Relembre o caso da mulher mantida sob escravidão em Florianópolis
A mulher foi resgatada pela Polícia Federal (PF) em junho deste ano. As investigações apontaram que ela vivia em condições análogas à escravidão há 40 anos. A vítima é surda e muda, e nunca recebeu salário, assistência médica ou instrução formal. O Ministério Público do Trabalho (MPT) ouviu diversas testemunhas que lembraram situações de "trabalho forçado, jornadas exaustivas e condições degradantes".
Desembargador Jorge Luiz de Borba é acusado de manter uma mulher em condições análogas à escravidão e sua casa por 37 anos. Foto Assessoria de Imprensa - TJSC
De acordo com 11 depoimentos obtidos pelo Estadão, a mulher resgatada sofria com puxões de cabelo e beliscões, usava roupas "nojentas" e antigas, dormia em um "quarto mofado" fora da casa da família e não podia comer da mesma comida dos patrões. Uma das ex-funcionárias relatou que em uma ocasião a empregada apresentou uma poça de sangue e pus no ouvido.
No início de setembro, a mulher voltou à casa de onde tinha sido resgatada. O reencontro com a família do desembargador catarinense foi autorizado pelo ministro do Supremo Tribunal Federal (STF) André Mendonça. Ele manteve a posição do Superior Tribunal de Justiça (STJ) de que não havia indícios suficientes de crime porque a empregada vivia "como se fosse membro da família". A Defensoria Pública vai recorrer ao STF da decisão.

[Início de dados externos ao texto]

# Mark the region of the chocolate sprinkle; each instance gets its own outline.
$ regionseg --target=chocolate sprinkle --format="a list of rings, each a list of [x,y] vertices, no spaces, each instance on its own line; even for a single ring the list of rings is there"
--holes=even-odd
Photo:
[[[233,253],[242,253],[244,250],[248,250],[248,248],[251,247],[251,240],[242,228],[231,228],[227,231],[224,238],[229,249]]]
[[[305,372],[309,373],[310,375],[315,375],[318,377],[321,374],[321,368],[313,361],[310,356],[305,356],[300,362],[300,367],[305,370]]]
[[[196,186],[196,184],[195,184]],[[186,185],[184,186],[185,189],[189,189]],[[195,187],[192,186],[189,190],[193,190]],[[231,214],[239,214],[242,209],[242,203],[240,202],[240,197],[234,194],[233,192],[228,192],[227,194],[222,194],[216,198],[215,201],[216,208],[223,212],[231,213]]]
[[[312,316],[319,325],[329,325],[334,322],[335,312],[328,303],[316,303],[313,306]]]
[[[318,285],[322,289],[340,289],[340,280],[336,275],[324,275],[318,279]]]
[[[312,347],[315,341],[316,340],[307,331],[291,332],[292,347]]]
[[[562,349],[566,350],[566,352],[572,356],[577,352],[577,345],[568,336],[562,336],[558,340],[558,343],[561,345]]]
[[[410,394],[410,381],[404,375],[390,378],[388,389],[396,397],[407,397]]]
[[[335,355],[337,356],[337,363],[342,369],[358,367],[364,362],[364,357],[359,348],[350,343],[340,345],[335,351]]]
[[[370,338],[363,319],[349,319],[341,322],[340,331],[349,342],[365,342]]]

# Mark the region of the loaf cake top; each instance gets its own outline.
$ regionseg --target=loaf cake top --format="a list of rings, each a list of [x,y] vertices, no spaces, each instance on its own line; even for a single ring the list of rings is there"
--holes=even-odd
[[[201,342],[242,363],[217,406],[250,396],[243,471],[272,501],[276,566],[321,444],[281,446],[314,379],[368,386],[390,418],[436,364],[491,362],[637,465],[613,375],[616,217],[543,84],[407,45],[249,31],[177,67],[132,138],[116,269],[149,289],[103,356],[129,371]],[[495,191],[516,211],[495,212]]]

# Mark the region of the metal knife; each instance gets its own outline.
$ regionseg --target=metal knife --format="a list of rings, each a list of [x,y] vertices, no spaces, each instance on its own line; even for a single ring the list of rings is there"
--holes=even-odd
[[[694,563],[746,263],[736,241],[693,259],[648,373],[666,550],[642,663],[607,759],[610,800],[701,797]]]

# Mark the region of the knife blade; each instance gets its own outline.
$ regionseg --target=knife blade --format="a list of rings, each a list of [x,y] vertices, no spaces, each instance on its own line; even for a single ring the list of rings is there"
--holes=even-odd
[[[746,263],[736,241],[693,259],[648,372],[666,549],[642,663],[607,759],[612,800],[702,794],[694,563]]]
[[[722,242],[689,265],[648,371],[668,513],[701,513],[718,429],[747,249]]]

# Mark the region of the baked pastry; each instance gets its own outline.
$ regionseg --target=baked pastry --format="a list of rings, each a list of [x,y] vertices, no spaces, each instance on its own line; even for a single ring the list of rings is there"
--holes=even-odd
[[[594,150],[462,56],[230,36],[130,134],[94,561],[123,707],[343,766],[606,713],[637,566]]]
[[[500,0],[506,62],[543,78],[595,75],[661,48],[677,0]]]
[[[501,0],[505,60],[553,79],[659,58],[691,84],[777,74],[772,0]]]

O MPT afirmou que o reencontro foi um "circo estapafúrdio". Borba e a mulher dele teriam debochado da equipe de atendimento que acolheu a mulher resgatada e desrespeitado a decisão que autorizou o encontro. Eles levaram consigo dez advogados, uma escrevente cartorária, vários membros da família e empregados.
Jorge Luiz de Borba é desembargador do Tribunal de Justiça de Santa Catarina (TJ-SC) há 15 anos e foi advogado por quase 30. Ele presidiu a Ordem dos Advogados do Brasil (OAB) em Blumenau. Borba recebe salário de R$ 37,5 mil por mês e, de janeiro de 2022 a junho de 2023, recebeu R$ 271 mil em benefícios da magistratura, os chamados penduricalhos.
O magistrado nega a acusação de trabalho escravo; diz que acolheu a vítima em sua casa como um "ato de amor". Ele afirmou ainda que vai fazer um pedido de filiação da mulher para reconhecer a relação familiar.